How to Championship

January 16, 2020

I think I've got it figured out, y'all.

I've seen the LSU Tigers play for 3 Natties* now, and I've done everything wrong and everything right that there is to do. And I'm here to share my wisdom.

*(I hear some of you saying that LSU played for a title after the 2011 season too. I remember the SEC title game that year, but I don't believe they played again after that.)

After the 2003 season, a friend of ours went out and bought a brand-new huge-ass TV. Unfortunately, he didn't bother to upgrade his cable plan to include the HD channels, and I didn't think that anyone was still watching low-def football. So I only got to see a giant blurry representation of the game. That's lesson number one. Make sure you know where you're watching.

Ready for the game to start on Monday night.

For the championship after the 2007 season, we went down to New Orleans to be in the mix. Not to go to the game -- just to be near the game. V was just a tiny little toddler, and we navigated the French Quarter with him on my shoulders.

After an hour or so, we were headed into Napolean House for a round of cocktails when a stranger ran up saying, "Man! You can't let your kid wear these!"

I set V down and saw that someone had given him a strand of penis beads. For those of you now acquainted with New Orleans, that's not some weird sex thing -- it's just a strand of beads that has plastic genitalia where the round things normally are. V had placed the beads over his head and worn them around while riding on my shoulders. It's anyone's guess as to how long he was up there like that. I would love to be able to read the minds of the few people who saw him and were aghast.

One Mardi Gras not too long after that, he was on my shoulders when a religious nutjob started yelling to me about being a sinner. "He's going to grow up to be a fornicator, if you don't get him out of New Orleans!" he shouted.

"I should hope so. Why wouldn't I want my grown son to have a happy sex life," I replied. This lead to much laughter from the poor saps who were just trying to watch their parade in sin-loving peace.

So maybe lesson two is that you shouldn't bring toddlers to the French Quarter. But to be honest, the penis beads were funny, so if you can avoid the zealots, I think the French Quater and toddlers mix just fine.

When the Saints made the Super Bowl, we headed back to the French Quarter again, this time without children. (In fact, it was V's birthday, but we just lied and told him that his birthday was the following weekend. Little kids believe anything.)

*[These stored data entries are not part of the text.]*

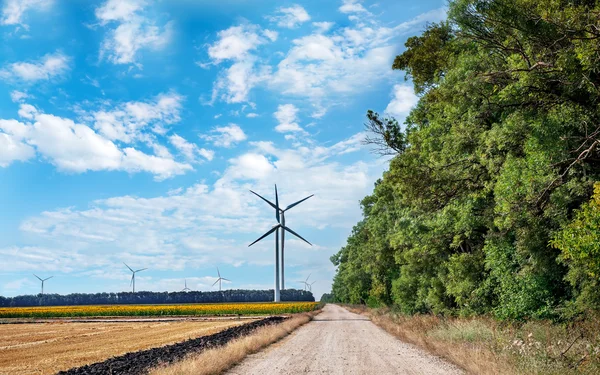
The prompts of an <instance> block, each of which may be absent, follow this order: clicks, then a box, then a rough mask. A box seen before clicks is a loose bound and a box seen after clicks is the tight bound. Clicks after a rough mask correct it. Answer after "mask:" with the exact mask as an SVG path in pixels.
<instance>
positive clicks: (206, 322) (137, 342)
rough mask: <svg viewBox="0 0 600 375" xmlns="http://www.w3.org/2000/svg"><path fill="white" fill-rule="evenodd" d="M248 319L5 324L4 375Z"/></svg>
mask: <svg viewBox="0 0 600 375" xmlns="http://www.w3.org/2000/svg"><path fill="white" fill-rule="evenodd" d="M247 322H248V320H243V321H242V320H217V321H176V322H166V321H142V320H138V321H110V322H109V321H96V322H88V323H79V322H76V323H74V322H67V321H64V320H54V321H51V322H47V323H34V324H31V323H28V324H27V323H22V324H0V375H31V374H37V375H50V374H55V373H56V372H57V371H61V370H68V369H70V368H72V367H79V366H83V365H85V364H89V363H95V362H99V361H103V360H105V359H107V358H110V357H113V356H117V355H122V354H125V353H129V352H135V351H138V350H144V349H149V348H154V347H158V346H162V345H167V344H174V343H177V342H180V341H183V340H187V339H190V338H195V337H200V336H205V335H210V334H213V333H216V332H219V331H222V330H224V329H227V328H230V327H232V326H236V325H241V324H243V323H247Z"/></svg>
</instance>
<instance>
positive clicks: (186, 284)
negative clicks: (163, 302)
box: [181, 279, 191, 292]
mask: <svg viewBox="0 0 600 375" xmlns="http://www.w3.org/2000/svg"><path fill="white" fill-rule="evenodd" d="M184 281H185V288H183V289H182V290H181V291H182V292H189V291H191V289H190V288H188V287H187V279H184Z"/></svg>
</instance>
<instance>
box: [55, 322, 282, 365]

We pretty much had the championship day thing down by then. It was a nearly perfect day. We had good drinks. We ran into friends. We ended up with a good screen where we could watch the game. When the game was over, the whole bar spilled out into Burbon Street and I hugged and danced with strangers for quite a while. After that, Mrs. theskinnyonbenny was still with me, but our friends were hopeless lost in the huge crowd. Mrs. theskinnyonbenny and I went to Daisy Duke's for chili-cheese omelets, and even as I type this a decade later, my stomach turns when I think about it.

Rule number three: NEVER eat at Daisy Duke's.

Rule number four: Getting drunk is fine, but you want to be able to remember at least some of the plays in the second half when you wake up the next day.

That brings us to Monday. Shelly came down, and we got a good seat in front of a million sharp TVs two hours before game time. Drinks flowed, but in my case, it was mostly beer, and I remember every second of it. The shots at the end of the night were probably a bad idea, but I didn't hang over on Tuesday, so they're allowed.


Okay, so I got naked in the kitchen.

That part was fun. The part that wasn't was when Shelly sent me her pictures the next morning. I'm still really pretty, but I'm almost 50, have a big belly, and still have no ass at all. My naked is fun, but it's also funny looking.

Rule number five: make your friends put away their phones when you get naked.